Source and Methodology on the Full-Time Worker Income Calculator
As with the individual income percentile calculator and the income bracket calculator, the calculator comes from the harmonized microdata from the excellent Minnesota Population Center at the University of Minnesota. We only use ‘Usual Hours Worked Per Week’, UHRSWORKT, as a screen unlike the other ASEC income posts. Note that the HOURS variables have changed since last year; this calculator is not perfectly comparable.
Sarah Flood, Miriam King, Steven Ruggles, and J. Robert Warren. Integrated Public Use Microdata Series, Current Population Survey: Version 4.0. [dataset]. Minneapolis: University of Minnesota, 2015. http://doi.org/10.18128/D030.V4.0.

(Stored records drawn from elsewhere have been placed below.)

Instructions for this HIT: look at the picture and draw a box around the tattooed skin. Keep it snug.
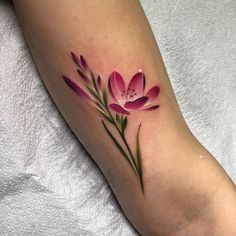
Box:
[62,52,160,193]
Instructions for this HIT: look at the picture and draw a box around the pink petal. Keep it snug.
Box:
[124,97,148,110]
[80,56,88,71]
[63,75,93,103]
[145,86,160,103]
[71,52,81,67]
[109,103,129,115]
[127,72,145,99]
[77,70,91,83]
[97,75,102,90]
[108,71,125,103]
[142,105,160,111]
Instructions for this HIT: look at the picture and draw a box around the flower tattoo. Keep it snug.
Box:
[62,52,160,193]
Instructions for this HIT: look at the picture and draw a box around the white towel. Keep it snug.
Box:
[0,0,236,236]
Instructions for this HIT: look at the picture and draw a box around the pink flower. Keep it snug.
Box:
[108,71,160,115]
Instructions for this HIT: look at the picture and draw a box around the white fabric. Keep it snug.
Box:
[0,0,236,236]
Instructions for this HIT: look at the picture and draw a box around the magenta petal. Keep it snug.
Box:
[77,70,91,83]
[80,56,88,71]
[109,103,129,115]
[124,97,148,110]
[145,86,160,102]
[108,71,125,103]
[142,105,160,111]
[127,72,145,98]
[71,52,81,67]
[97,75,102,90]
[63,75,93,103]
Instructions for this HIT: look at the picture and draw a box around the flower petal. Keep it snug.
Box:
[71,52,81,68]
[142,105,160,111]
[127,72,145,97]
[62,75,93,103]
[80,55,88,72]
[145,86,160,103]
[124,96,148,110]
[97,75,102,90]
[108,71,125,104]
[109,103,129,115]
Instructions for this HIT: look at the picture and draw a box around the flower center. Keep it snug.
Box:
[126,88,137,101]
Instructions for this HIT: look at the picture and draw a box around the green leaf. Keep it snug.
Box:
[102,120,136,173]
[97,108,113,124]
[136,123,144,192]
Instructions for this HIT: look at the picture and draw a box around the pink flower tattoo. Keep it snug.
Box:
[62,52,160,193]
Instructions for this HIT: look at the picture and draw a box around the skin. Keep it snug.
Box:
[14,0,236,236]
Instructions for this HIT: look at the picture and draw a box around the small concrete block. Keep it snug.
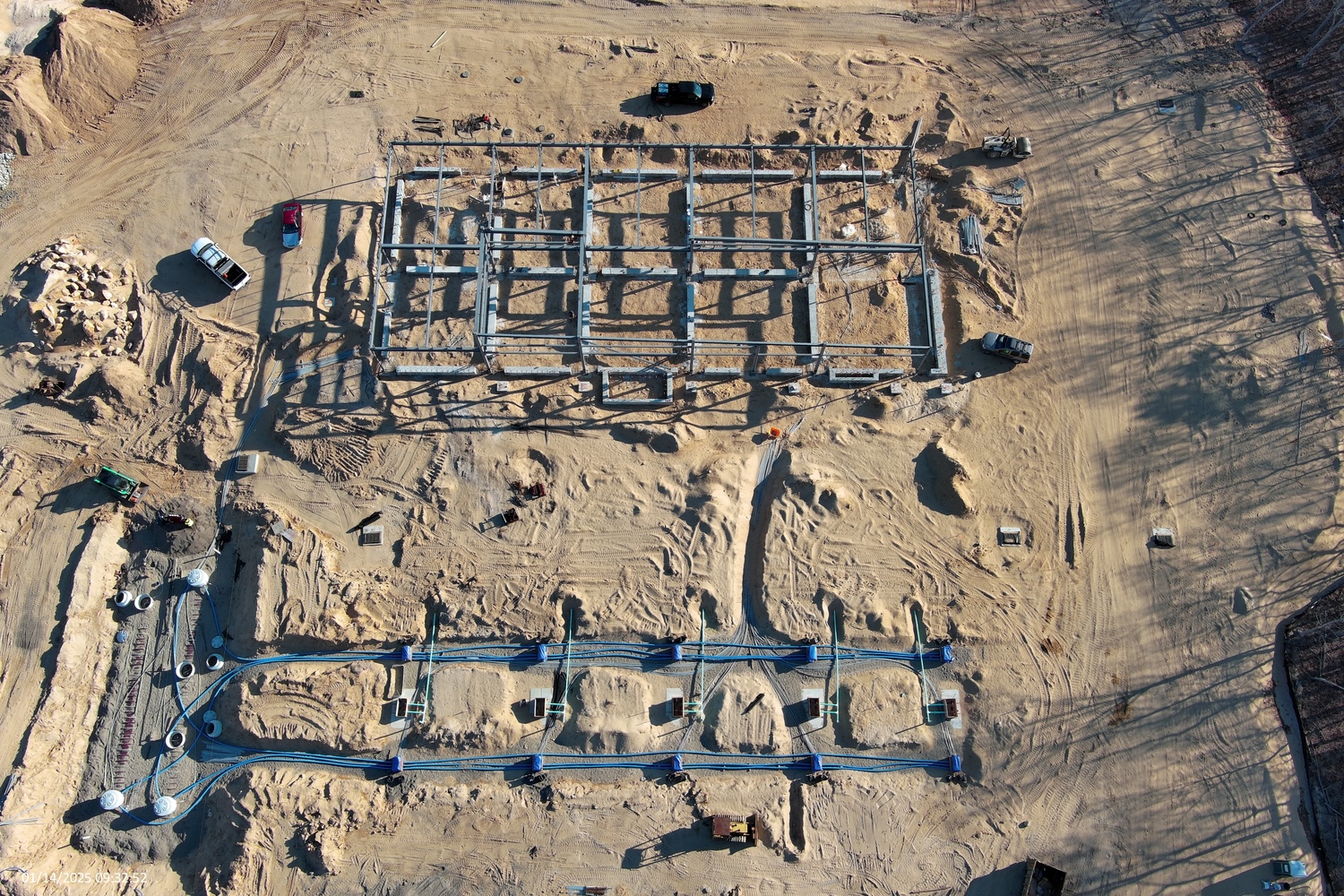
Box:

Dataset Size and Quality for the Fulltime Individual Income Calculator
- Datapoints: 69,562 (30+ hours), 61,209 (40+ hours)
- Population estimate: 123,730,263 fulltime workers (30+ hours), 108,795,029 fulltime workers (40+ hours)

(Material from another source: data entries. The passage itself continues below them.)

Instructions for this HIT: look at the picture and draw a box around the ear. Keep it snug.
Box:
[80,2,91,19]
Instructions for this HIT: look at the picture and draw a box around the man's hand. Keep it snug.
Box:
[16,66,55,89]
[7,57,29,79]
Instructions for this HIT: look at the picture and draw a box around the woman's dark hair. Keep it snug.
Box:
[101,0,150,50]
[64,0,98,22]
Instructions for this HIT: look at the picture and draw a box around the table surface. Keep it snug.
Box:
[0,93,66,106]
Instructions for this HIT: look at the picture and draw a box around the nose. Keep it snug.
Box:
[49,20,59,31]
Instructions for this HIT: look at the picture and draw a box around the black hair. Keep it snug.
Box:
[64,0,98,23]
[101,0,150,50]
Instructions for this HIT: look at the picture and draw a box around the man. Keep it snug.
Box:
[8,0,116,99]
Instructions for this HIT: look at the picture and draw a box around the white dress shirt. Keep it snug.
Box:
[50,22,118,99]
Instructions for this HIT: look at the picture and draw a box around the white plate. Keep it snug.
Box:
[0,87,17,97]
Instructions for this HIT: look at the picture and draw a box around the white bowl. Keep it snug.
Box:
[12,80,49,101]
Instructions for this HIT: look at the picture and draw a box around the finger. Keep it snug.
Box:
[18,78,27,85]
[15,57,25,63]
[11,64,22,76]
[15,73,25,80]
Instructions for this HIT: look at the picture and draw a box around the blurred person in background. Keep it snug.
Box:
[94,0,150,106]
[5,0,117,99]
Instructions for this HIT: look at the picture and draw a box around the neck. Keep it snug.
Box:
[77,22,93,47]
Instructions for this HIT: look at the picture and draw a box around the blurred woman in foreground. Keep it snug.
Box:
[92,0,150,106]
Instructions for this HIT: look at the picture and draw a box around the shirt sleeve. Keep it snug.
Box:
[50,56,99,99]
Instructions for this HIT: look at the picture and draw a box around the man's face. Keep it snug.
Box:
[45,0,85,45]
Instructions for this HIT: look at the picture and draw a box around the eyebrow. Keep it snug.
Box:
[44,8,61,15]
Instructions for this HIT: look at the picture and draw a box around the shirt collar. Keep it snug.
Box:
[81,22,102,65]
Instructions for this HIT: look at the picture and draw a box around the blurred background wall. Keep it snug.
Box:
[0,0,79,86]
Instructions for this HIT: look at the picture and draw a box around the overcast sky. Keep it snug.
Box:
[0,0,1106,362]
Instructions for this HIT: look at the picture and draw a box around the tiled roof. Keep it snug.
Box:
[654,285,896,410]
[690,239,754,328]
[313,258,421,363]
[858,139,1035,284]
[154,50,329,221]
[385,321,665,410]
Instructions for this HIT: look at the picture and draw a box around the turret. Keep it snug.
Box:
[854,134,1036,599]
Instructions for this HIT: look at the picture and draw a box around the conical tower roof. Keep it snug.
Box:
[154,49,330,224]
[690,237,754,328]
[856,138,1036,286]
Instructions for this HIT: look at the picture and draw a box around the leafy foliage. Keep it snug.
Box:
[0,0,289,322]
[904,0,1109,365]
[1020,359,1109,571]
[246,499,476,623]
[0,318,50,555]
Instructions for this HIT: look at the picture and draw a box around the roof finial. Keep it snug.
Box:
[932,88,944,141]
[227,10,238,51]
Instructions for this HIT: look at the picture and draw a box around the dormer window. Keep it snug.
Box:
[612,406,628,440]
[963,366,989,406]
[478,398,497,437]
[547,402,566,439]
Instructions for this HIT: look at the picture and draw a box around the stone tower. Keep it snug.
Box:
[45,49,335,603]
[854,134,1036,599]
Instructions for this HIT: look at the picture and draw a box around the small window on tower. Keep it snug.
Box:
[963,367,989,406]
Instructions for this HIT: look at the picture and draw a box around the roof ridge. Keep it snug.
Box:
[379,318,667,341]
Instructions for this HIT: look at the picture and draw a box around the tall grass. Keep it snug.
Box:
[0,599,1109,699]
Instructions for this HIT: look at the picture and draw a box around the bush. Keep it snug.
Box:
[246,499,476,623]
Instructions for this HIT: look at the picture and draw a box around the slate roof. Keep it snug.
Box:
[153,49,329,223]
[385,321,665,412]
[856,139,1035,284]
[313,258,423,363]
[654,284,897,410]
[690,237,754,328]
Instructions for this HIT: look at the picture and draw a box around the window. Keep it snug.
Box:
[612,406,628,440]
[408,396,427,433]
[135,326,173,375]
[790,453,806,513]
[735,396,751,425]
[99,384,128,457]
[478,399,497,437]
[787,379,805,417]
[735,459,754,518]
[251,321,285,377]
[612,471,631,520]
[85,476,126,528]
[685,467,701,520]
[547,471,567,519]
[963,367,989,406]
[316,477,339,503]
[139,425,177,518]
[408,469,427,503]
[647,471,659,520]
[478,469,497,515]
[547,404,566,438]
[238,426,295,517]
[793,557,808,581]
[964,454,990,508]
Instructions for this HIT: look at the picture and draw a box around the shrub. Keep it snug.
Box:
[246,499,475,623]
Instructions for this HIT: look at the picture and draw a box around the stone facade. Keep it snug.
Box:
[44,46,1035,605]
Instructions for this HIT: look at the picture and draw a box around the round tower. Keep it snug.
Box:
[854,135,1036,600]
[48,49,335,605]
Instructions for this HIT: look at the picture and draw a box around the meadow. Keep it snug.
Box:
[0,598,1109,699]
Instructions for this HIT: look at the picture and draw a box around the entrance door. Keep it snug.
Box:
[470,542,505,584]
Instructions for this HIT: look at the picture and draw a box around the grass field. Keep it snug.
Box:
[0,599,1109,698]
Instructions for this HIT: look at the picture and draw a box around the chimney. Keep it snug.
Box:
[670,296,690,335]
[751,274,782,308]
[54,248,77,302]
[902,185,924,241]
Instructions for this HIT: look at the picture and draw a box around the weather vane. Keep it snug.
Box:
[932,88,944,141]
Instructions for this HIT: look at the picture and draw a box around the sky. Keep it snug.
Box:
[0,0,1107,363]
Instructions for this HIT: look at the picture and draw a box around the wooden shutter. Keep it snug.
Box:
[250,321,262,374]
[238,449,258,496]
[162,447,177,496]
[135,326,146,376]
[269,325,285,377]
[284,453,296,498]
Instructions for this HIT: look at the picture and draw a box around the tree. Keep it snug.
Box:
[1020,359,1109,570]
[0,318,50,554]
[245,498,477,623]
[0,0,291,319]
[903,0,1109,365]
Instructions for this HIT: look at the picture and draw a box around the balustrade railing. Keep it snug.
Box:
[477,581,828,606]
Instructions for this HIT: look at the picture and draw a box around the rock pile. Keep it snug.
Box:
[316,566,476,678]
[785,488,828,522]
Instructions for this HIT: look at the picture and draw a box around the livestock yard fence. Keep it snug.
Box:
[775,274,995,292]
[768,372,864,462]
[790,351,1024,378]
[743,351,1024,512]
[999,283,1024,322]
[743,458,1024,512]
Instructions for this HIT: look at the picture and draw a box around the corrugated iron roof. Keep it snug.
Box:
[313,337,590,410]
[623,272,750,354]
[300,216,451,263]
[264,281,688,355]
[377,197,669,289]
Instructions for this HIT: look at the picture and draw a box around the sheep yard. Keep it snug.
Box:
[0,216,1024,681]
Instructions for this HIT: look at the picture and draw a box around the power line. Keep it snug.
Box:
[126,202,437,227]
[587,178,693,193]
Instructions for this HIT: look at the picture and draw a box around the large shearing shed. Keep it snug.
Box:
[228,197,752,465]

Anything Interesting in the Full-Time Individual Income Calculator?
In one sense, especially knowing the demographics of you readers, this is a more important tool than the income percentile calculator. Most DQYDJ readers have a full-time day job and work 30, 40, or more hours per week. By screening out part-time work and other casual working situations, a tool like this is better suited for most of our readers.

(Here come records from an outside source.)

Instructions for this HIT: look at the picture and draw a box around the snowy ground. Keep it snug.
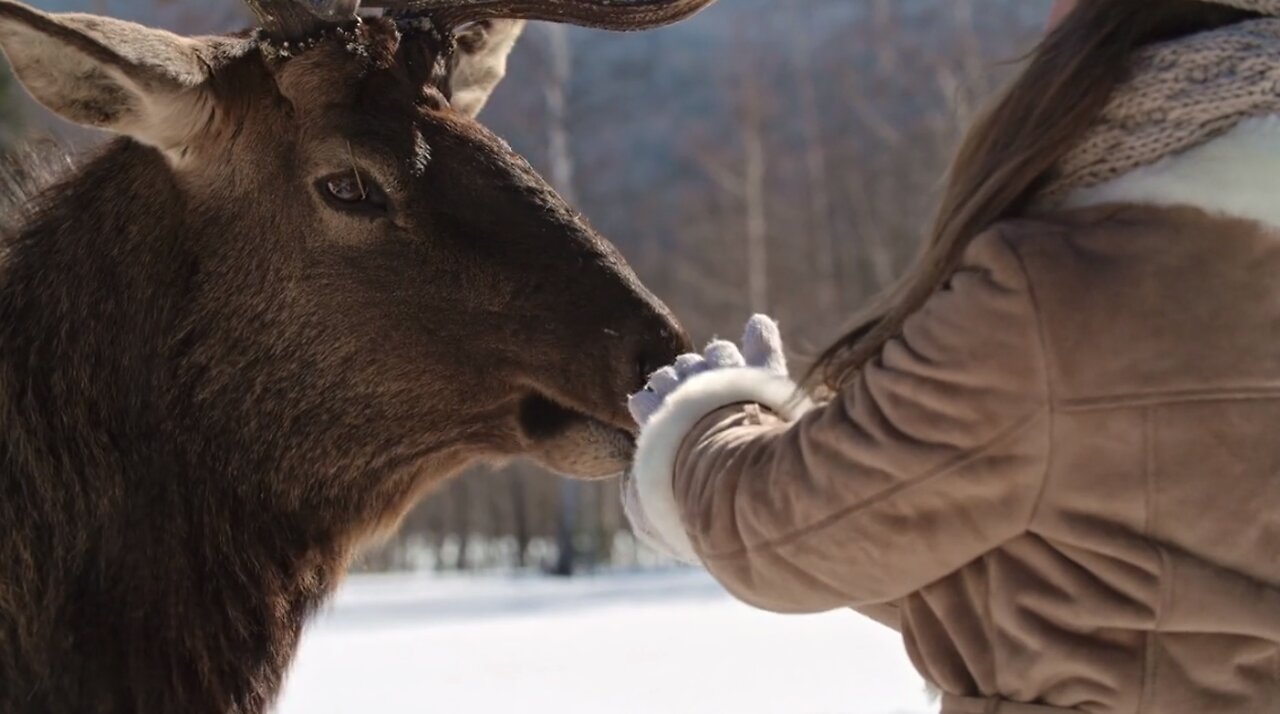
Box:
[279,571,936,714]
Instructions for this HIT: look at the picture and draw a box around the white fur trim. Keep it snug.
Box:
[1065,116,1280,229]
[631,367,813,563]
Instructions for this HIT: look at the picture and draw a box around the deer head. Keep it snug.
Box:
[0,0,710,534]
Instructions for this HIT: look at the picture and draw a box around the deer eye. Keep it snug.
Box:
[316,171,388,215]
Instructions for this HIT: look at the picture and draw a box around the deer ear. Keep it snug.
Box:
[0,0,212,151]
[449,20,525,116]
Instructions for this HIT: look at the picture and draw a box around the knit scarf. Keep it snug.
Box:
[1042,0,1280,202]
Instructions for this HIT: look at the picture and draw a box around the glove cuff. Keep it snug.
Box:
[631,367,813,563]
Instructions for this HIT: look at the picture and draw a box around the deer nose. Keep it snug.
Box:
[635,322,692,392]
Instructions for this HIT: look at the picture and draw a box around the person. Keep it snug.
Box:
[625,0,1280,714]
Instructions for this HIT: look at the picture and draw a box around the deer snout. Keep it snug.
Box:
[630,319,692,393]
[623,298,692,394]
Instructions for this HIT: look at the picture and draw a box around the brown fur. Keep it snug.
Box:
[0,8,685,714]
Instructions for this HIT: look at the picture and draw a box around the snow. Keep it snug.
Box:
[279,571,937,714]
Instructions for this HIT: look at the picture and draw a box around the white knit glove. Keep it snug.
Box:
[622,315,787,563]
[627,315,787,429]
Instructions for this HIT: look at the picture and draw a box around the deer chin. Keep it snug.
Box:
[518,395,635,480]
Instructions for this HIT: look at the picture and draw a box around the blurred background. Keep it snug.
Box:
[0,0,1050,714]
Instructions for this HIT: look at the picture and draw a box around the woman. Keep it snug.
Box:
[627,0,1280,714]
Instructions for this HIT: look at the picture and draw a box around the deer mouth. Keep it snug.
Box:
[517,394,635,479]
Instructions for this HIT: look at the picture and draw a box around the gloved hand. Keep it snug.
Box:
[627,315,787,429]
[622,315,787,563]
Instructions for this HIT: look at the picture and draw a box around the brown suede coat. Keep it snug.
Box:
[673,206,1280,714]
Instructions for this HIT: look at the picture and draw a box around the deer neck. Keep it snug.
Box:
[0,142,352,714]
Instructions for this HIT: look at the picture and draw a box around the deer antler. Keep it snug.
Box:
[244,0,360,40]
[365,0,716,31]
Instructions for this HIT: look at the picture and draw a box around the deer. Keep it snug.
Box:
[0,0,713,714]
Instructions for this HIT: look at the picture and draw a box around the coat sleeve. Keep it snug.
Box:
[634,233,1050,612]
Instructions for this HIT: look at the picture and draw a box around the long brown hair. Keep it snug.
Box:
[809,0,1256,390]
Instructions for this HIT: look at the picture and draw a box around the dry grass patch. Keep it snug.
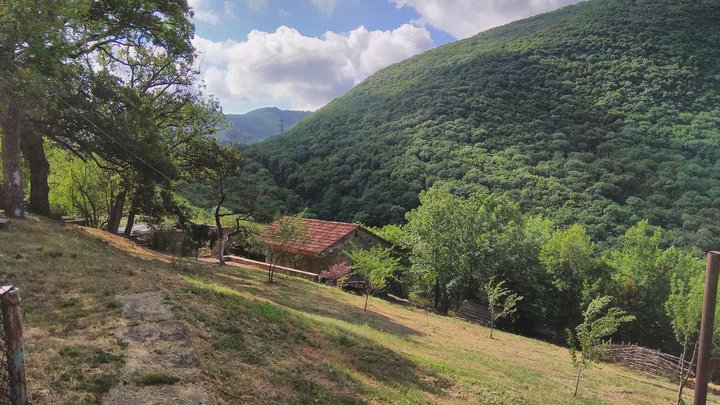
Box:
[0,220,708,405]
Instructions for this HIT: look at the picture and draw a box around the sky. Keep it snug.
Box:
[189,0,579,113]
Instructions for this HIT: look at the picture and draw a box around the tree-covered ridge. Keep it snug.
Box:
[215,107,310,145]
[253,0,720,249]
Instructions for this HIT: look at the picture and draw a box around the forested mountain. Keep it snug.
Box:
[216,107,310,145]
[251,0,720,249]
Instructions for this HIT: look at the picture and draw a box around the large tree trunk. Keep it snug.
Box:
[107,188,127,234]
[20,131,50,216]
[215,208,225,266]
[0,107,25,218]
[123,194,138,238]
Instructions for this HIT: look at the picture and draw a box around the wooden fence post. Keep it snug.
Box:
[0,287,28,405]
[693,252,720,405]
[2,287,28,405]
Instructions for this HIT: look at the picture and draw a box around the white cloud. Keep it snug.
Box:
[247,0,267,12]
[188,0,220,25]
[390,0,581,39]
[310,0,337,17]
[193,24,433,109]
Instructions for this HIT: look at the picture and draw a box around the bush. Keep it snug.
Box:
[320,262,350,287]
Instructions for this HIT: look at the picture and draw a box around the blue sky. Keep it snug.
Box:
[189,0,579,113]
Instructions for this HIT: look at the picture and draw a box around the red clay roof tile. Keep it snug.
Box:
[263,218,358,255]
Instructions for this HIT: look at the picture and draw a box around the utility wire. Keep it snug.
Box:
[0,76,172,181]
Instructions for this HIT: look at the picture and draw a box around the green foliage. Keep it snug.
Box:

Here’s how it breaks down, in income bracket form. (Again, see our income bracket article for more).
- All US Workers
- Median Income: $37,610.00
- 90% Income: $108,033.00
- 30+ Hours a Week
- Median Income: $45,000.00
- 90% Income: $120,000.00
- 40+ Hours a Week
- Median Income: $47,346.00
- 90% Income: $123,412.00
As you certainly would expect, screening for hours worked makes a significant difference to all of the cutoffs. There’s over a $15,000 delta in 90th percentile income breakpoints between the full set and the 40+ hour full-time worker set.